Abandoned children fill orphanages around the world. Too many little souls without a mom or a dad, without someone to call them their own. With a lack of stable and on-going relationships, many of these kids develop RAD (reactive attachment disorder) where they struggle to form lasting relationships with their caretakers or adoptive parents. They learn at an early age that there is nobody they can trust. The pathways that the brain creates the first three years of life are hard to break. Kids with RAD will not “grow out of it,” it is a reality for many adoptive parents that creates a challenging relationship.
When we first adopted Nina, she cried for one of her caretakers, “Nina want Ira!” At the time, I felt anger towards this woman. Now, I am incredibly thankful for her. Nina was able to bond with one of her caretakers, and I do believe that relationship made a huge difference in Nina’s ability to bond with me. Because Nina was loved, she was able to love back.
But there was another strong relationship Nina had in the orphanage. It was not with an adult, but with one of the other children. Nina had a best friend, the closest thing to a sister, to a family. Nina had Oksana. Both girls orphans, both girls with cerebral palsy.
When I visited Nina, Oksana would cry and ask to come with us. Most of the time she was silenced by the caretakers, but for one of the visits they allowed Oksana to play with us. During the first half of the visit, Oksana melted into my arms, resting her face on my chest, soaking in all the attention she could get. Eventually she ventured to play with Nina, and I watched their simple interactions. They talked to each other, Nina asked Oksana to get things for her, since Oksana’s mobility was much better than Nina’s. They played with a puzzle, looked at pictures, and often looked at each other, always with a smile.
After that visit I asked about Oksana, and the translator informed me they would soon be transferring her to a mental institution. I asked if the orphanage would allow me to find her a family, if they could hold her in the orphanage a little bit longer. There were no promises made, but that nightI wrote about Oksana on my blog, hoping that it would reach the right family.

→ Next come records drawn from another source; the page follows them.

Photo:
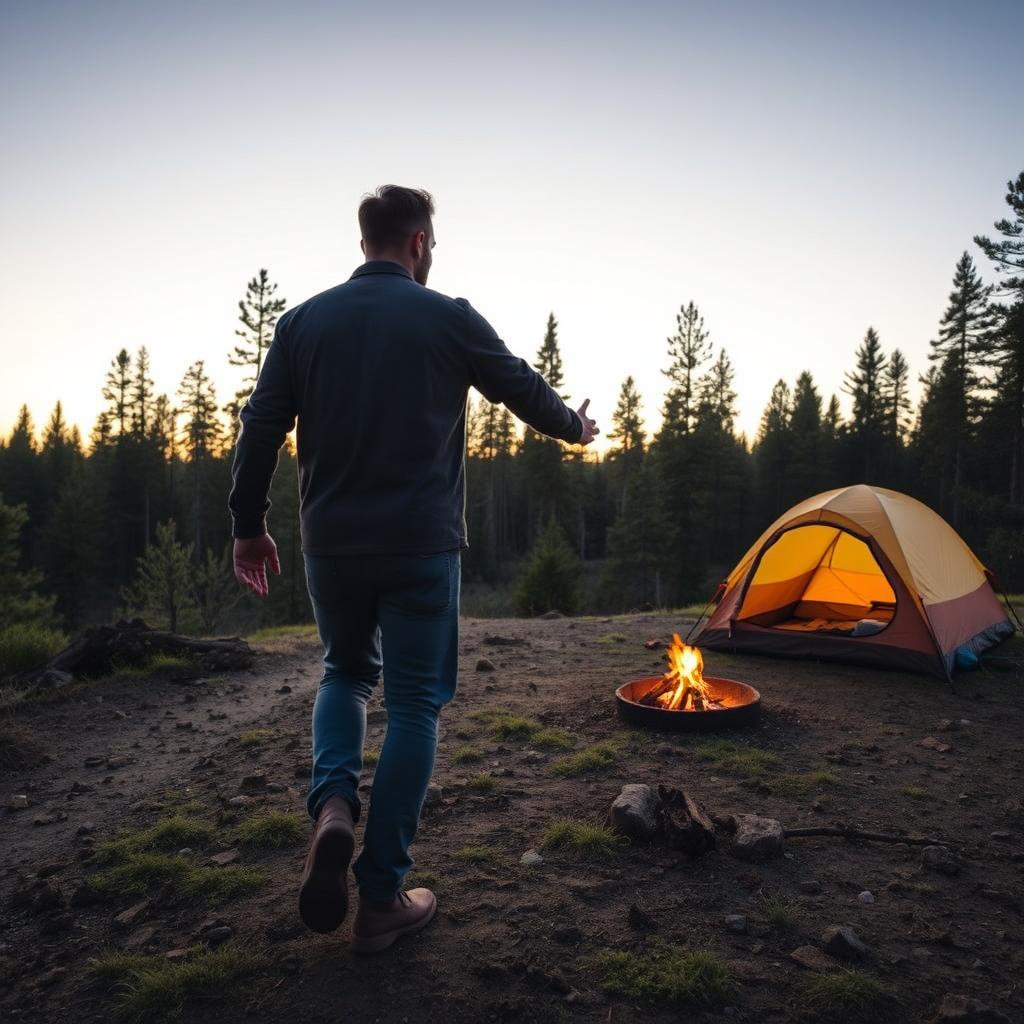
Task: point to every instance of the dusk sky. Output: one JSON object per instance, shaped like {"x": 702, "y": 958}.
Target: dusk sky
{"x": 799, "y": 170}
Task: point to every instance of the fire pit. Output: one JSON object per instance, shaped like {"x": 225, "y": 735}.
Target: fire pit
{"x": 686, "y": 700}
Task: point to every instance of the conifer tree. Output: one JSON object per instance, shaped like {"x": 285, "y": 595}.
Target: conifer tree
{"x": 118, "y": 391}
{"x": 864, "y": 385}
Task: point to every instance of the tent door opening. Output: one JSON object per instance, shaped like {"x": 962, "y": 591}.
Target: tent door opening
{"x": 818, "y": 579}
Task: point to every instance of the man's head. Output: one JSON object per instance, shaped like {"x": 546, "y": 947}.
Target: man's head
{"x": 395, "y": 224}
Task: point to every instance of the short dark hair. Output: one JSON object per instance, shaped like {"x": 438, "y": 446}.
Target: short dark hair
{"x": 392, "y": 213}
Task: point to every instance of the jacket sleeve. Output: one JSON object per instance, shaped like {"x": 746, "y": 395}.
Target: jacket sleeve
{"x": 266, "y": 419}
{"x": 502, "y": 377}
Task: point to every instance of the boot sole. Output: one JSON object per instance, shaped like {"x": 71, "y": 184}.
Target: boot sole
{"x": 324, "y": 896}
{"x": 378, "y": 943}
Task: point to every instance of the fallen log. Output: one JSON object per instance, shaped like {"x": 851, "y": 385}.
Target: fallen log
{"x": 848, "y": 832}
{"x": 102, "y": 649}
{"x": 684, "y": 822}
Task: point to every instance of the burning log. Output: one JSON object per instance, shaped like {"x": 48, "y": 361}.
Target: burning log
{"x": 686, "y": 825}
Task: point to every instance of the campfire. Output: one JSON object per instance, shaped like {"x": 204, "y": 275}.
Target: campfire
{"x": 683, "y": 686}
{"x": 684, "y": 699}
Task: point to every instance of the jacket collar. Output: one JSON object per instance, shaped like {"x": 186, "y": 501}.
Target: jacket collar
{"x": 381, "y": 266}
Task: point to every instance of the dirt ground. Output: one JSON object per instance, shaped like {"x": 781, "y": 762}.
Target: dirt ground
{"x": 512, "y": 943}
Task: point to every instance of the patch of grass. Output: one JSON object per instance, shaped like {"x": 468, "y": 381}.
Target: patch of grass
{"x": 554, "y": 739}
{"x": 726, "y": 755}
{"x": 583, "y": 839}
{"x": 275, "y": 632}
{"x": 270, "y": 829}
{"x": 667, "y": 974}
{"x": 426, "y": 880}
{"x": 25, "y": 646}
{"x": 256, "y": 737}
{"x": 778, "y": 911}
{"x": 600, "y": 757}
{"x": 482, "y": 783}
{"x": 158, "y": 989}
{"x": 477, "y": 854}
{"x": 844, "y": 991}
{"x": 915, "y": 793}
{"x": 466, "y": 754}
{"x": 19, "y": 745}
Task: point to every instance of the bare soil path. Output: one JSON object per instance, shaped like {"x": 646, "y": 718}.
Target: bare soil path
{"x": 882, "y": 751}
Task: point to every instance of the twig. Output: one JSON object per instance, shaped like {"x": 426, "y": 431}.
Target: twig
{"x": 847, "y": 832}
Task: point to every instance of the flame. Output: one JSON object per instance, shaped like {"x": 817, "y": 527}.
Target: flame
{"x": 689, "y": 691}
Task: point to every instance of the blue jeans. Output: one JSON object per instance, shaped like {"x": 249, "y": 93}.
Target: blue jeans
{"x": 399, "y": 612}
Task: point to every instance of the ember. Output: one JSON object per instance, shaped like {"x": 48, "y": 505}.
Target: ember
{"x": 683, "y": 686}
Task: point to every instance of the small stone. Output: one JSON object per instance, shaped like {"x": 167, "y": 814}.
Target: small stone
{"x": 140, "y": 937}
{"x": 634, "y": 811}
{"x": 940, "y": 859}
{"x": 843, "y": 942}
{"x": 812, "y": 957}
{"x": 128, "y": 918}
{"x": 757, "y": 838}
{"x": 956, "y": 1009}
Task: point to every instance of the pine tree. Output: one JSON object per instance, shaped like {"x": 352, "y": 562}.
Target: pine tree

Shortly after arriving home with Nina, I received an email asking about Oksana. Erin and her family committed to her adoption. I kept in contact with Erin through email, and eventually we began talking on the phone. We seemed to get along pretty well, and I wanted to offer as much help and support as I could. After all, Oksana had a special place in my heart. This was Nina’s closest relationship from her past. This was her “sister” finding a family.
Andy and I tried to be as available, open, and supportive as we could during their travel time, and after coming home. In no time, Erin and I became our “go to friend” when it came to our girls. It was only natural that at some point we would travel to finally meet the Loraine’s and reunite Nina and Oksana. That was a trip we will never forget (click on the link and check out Erin's post, there is a video of Nina and Oksana seeing each other for the first time after being adopted, it is awesome!). We finally got to meet some of our dearest friends. Our entire family clicked really well, and it felt as if we had known each other forever. And it was a treat to see Nina and Oksana together. Last Thanksgiving, Loraines came to visit for a few days. Again, we had a great time with friends.
First meeting during July 4th
Thanksgiving meeting, it was hard to get Oksana to smile for the camera, but she smiles all the time!
Last Monday, I shared with you a video of Nina jumping independently. I also posted it on facebook. When I picked Nina up from school I told her there were many messages for her from people cheering her on. She was happy, but she had only one question for me.
“Did Oksana leave me a message?”
“Not yet sweetie, but her mommy did and I am sure she will show her the video.”
“I hope so, because I know Oksana loves me more than anyone else, and I want her to be proud.”
I often think of Nina being alone at the orphanage, with no one that loved her like you love a family member. But I was wrong. Nina had someone, she had her best friend, Oksana. And I realize more and more how important that bond was for these girls, and how incredible it is that their bond has brought our respective families together. I count Erin as one of the closest friends I have ever had, and I met her thanks to Nina and Oksana.
What a blessing it is that Nina and Oksana will be friends for a lifetime and I realize now that the bond she has with her is also one of the strongest bonds she will ever have. Perhaps even closer than the one she has with her sisters. What a joy to continue to bring them together.
And who knows, maybe someday they will be roommates at Shepherd’s College and their story will be known!